Should the settlement achieve critical mass, broadcasters will finally have some assurance about what they will pay to play songs by such heavy hitters as Bruno Mars, Bad Bunny, John Lennon, Nicki Minaj, Prince, Shawn Mendes, and Bruce Springsteen. “The upside is that any settlement brings certainty to the industry,” says broadcast attorney David Oxenford of the law firm Wilkinson Barker Knauer. “It would also seem to show that GMR is conceding that it is appropriate for RMLC to negotiate a deal for the industry – which was one of the matters that they had challenged.”

After a years-long antitrust skirmish that played out in courts in Los Angeles and Philadelphia and racked up massive legal bills, why settle now? While neither RMLC nor GMR would comment, a GMR spokesperson pointed to an explanation on the RMLC website. “The parties have reached this conditional settlement after more than 5-years of dueling litigations and great cost to both sides, in terms of both time and money,” it said. “The conditional settlement recognizes a shared desire by both sides to resolve these disputes and to find a way for radio stations and GMR to work together on a long-term basis without repeatedly resorting to litigation.”

While the settlement represents a breakthrough, Oxenford points to one downside in the announcement. “At least from the public statements, there is no recognition of the need for outside review of the GMR rates in the future as there is with ASCAP and BMI and, through the RMLC settlement with SESAC, with that organization too,” he says.

Another potential concern is a settlement could give new performance rights organizations an incentive to spring up and attract artists with the lure of fetching higher royalty rates from radio.
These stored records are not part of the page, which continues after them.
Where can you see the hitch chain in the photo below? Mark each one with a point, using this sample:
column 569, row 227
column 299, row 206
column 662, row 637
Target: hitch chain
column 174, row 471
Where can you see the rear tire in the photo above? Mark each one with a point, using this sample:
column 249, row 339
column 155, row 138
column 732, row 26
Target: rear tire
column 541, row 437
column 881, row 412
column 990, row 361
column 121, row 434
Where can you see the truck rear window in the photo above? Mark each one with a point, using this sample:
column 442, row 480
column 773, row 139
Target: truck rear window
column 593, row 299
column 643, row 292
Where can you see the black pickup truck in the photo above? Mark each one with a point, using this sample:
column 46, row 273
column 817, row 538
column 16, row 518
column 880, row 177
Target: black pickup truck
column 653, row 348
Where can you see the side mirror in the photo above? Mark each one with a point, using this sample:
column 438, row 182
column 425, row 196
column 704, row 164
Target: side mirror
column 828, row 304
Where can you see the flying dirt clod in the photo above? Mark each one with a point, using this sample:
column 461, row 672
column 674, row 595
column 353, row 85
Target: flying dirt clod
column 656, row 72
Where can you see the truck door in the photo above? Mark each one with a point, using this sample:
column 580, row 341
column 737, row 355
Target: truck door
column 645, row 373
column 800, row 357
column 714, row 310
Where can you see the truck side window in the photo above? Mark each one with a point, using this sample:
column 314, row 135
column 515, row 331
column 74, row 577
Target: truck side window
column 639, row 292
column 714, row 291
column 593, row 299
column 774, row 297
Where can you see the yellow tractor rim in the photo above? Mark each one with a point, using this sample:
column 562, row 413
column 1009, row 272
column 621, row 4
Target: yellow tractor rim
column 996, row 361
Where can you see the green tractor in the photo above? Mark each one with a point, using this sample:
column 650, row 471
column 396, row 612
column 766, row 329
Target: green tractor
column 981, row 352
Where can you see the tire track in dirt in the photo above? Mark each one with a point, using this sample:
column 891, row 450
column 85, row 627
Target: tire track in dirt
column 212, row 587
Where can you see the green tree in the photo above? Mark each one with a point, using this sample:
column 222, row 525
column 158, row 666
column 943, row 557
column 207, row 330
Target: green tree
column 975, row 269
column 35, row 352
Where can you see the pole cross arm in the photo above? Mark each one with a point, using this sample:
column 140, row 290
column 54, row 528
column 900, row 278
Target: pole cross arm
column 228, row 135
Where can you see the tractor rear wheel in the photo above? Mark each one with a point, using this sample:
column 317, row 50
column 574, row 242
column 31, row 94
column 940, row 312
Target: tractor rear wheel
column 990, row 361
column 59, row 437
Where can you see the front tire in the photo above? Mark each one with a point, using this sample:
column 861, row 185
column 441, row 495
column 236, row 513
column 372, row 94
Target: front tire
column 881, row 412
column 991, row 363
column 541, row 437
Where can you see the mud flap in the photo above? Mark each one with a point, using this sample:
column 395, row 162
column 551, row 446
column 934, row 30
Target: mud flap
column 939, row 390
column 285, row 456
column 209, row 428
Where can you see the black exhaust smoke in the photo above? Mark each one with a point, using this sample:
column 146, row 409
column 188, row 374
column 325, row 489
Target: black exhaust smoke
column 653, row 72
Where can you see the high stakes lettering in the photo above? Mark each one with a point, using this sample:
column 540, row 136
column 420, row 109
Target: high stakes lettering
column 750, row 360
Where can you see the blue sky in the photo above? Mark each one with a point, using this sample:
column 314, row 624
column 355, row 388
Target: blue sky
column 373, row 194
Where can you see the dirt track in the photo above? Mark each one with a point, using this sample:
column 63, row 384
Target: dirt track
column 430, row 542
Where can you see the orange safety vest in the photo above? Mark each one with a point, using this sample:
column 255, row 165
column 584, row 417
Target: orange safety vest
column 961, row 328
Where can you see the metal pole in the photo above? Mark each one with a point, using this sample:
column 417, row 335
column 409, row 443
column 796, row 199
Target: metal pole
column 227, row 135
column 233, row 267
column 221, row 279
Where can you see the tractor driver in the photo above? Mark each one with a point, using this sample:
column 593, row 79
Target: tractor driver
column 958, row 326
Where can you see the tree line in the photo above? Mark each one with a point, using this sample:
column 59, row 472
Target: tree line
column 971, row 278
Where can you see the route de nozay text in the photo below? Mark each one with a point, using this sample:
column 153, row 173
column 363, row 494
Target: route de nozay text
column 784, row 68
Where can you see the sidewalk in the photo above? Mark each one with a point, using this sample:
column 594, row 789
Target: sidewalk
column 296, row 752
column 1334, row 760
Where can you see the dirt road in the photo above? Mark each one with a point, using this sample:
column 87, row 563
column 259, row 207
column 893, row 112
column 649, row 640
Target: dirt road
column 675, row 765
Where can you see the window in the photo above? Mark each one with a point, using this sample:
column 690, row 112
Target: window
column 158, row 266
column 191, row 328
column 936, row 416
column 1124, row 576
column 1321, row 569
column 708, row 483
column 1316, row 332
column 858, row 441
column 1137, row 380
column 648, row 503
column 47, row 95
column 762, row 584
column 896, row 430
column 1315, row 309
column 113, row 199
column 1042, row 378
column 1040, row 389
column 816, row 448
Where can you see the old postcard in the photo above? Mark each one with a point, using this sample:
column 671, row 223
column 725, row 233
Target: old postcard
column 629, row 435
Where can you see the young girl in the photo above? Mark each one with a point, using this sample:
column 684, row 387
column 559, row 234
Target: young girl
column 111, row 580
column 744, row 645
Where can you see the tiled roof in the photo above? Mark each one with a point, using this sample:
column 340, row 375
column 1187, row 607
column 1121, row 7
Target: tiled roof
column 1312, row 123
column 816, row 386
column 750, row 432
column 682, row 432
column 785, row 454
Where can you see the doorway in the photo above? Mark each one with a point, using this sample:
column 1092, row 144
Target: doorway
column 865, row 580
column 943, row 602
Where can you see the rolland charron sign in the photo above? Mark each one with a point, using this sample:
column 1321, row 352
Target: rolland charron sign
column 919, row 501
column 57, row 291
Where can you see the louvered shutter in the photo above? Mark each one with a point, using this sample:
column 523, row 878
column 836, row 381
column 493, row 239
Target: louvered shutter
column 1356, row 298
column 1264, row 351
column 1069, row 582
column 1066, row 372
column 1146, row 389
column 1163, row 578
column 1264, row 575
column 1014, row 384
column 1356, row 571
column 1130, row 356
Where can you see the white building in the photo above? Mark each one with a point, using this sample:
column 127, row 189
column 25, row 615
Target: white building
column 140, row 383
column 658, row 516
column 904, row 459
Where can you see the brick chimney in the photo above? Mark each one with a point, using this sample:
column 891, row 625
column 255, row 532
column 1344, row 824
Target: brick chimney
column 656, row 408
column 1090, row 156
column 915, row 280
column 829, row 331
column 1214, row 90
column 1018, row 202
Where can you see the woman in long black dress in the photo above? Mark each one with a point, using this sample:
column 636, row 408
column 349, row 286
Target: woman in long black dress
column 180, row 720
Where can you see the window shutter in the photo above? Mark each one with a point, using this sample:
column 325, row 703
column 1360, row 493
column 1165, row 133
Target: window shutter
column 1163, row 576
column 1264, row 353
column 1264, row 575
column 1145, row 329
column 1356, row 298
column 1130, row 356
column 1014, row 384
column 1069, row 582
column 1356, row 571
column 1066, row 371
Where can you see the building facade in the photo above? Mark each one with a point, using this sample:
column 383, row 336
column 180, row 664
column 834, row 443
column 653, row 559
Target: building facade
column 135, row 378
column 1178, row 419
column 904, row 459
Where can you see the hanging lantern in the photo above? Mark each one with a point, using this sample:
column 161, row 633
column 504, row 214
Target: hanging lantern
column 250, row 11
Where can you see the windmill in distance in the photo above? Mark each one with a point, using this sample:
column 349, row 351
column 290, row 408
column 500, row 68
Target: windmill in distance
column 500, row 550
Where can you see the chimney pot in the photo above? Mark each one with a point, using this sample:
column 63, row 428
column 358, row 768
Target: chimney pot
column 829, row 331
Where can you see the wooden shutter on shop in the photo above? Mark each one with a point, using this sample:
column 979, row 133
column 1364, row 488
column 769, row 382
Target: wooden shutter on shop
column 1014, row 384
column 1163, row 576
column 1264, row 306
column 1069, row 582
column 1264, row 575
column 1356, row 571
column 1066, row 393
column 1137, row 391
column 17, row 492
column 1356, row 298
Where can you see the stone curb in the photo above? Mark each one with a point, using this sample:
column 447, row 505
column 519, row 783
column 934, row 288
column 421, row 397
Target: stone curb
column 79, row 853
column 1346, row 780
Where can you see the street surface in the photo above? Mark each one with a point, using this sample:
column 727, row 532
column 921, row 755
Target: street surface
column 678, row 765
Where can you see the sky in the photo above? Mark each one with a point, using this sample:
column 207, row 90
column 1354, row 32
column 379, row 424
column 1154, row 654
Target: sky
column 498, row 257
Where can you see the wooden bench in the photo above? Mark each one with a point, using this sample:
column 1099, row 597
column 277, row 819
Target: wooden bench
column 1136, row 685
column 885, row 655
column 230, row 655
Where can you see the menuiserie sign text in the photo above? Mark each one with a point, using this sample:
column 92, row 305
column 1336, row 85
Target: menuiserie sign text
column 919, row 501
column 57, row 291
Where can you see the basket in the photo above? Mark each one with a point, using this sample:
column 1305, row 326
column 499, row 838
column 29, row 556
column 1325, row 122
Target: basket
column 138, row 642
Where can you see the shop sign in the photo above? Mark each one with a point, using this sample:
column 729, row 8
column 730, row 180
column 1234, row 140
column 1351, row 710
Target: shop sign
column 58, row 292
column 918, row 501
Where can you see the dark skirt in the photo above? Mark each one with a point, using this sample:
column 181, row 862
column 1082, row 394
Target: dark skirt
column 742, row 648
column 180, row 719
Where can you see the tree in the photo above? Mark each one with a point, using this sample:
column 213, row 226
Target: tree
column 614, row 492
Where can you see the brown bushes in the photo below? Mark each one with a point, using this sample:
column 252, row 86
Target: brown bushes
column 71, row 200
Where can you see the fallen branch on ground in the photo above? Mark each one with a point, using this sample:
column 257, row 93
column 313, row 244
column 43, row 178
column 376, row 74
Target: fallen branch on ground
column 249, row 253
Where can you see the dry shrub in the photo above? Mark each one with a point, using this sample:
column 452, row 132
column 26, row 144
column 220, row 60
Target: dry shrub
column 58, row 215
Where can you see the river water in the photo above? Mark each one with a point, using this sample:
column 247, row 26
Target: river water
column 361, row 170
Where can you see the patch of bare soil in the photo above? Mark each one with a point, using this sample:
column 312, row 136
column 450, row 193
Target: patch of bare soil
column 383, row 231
But with the costs of running such a PRO at the scale necessary to command significant payments from the industry – and the always-present costs of litigation – Oxenford doesn’t expect to see many new players jumping into the space. “GMR had important advantages in the industry connections that it has to amass a significant number of what might be termed ‘must-have’ composers in certain formats that most other organizations thinking about operating a PRO would find hard to match,” he points out.

The boards of the RMLC and GMR voted to approve the confidential settlement, which requires GMR to offer commercial radio stations a negotiated long-term license agreement that begins April 1, 2022.

In a 3-page letter sent to broadcasters Thursday, RMLC and GMR said the settlement is conditioned on a certain undisclosed percentage of radio stations accepting the terms of the deal and signing an agreement by the end of January. The letter from the organizations delivers an ultimatum of sort to broadcasters: accept the settlement terms and sign the agreement or risk the possibility of not being able to license and play GMR-repped recordings after the current interim license expires on March 31, 2022.

What happens if not enough radio stations accept the deal? The settlement won’t be finalized and the two sides will return to court and the five-year battle will continue. GMR hasn’t committed to extending its current interim licenses beyond March 31. So if the settlement fails and the court battle resumes, the organizations warn broadcasters “there is no guarantee GMR will make another license available to your stations at all, much less at the prices in this settlement.”